The censers had been lit and a thick slate smoke poured from the perforations in the thin silver material. The stuff was almost heavy, a step away, they thought, from being water. The lengths of material inside were said to have been dredged up from deep within the earth, or gathered from ancient tended groves. An old scholar had once said in Thelo's presence that it was a "supermundane matter", and he'd remembered that due to what it made him think, though he never said it to anyone. Whatever it really was, it neutralized the fog and ceased manifestations. That was good enough for most.
They arrived after some agonizing minutes in the sepulchre itself, which was half-shrouded in fog. Neither of them could bear to move any further into that chamber, and their eyes were fixed upon the poorly lit corners, seeking out shapes that ought not to be there. The tall stone sarcophagus in the center was nearly lost in the mists, and every step was a battle of wills against their own minds screaming at them to flee. They carefully poured the cascading incense over the tomb, its weight pushing the fog away, replacing it with the slowly dissipating holy smoke.
There was a scuff on the stone floor behind them. Immus froze in place, but Thelo spun around, swinging his censer out like a warhammer, sending a great arc of incense flying into the dim air. If something had been standing there, it wasn't any longer. But they mutually agreed in very few words that they'd rather not find out if there was something else. Anyway, there was no chance two agents alone could clear this place up. Whatever had happened here, it was worse than the Wyk relative had claimed, or it had become worse in a very short amount of time.

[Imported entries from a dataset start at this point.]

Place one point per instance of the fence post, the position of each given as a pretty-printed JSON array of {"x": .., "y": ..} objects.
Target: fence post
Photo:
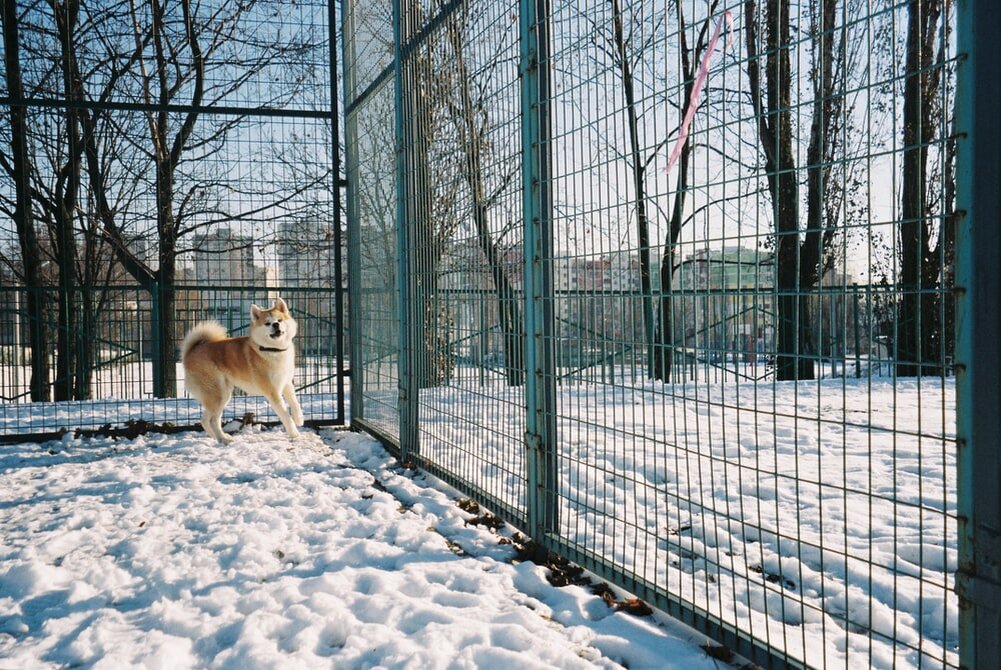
[
  {"x": 540, "y": 378},
  {"x": 978, "y": 332},
  {"x": 408, "y": 433},
  {"x": 155, "y": 346}
]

They turned to go, but Immus saw the tomb had cleared up considerably. Just enough, she noticed as Thelo grabbed her arm to go, that the great heavy lid hadn't just shifted, but was ajar. That was a sacrilege worthy of long, lightless imprisonment. But it flitted through her mind, that the fog came quite readily under many different conditions...some of them man made.
No spirit returns ignorant to the beyond, she knew.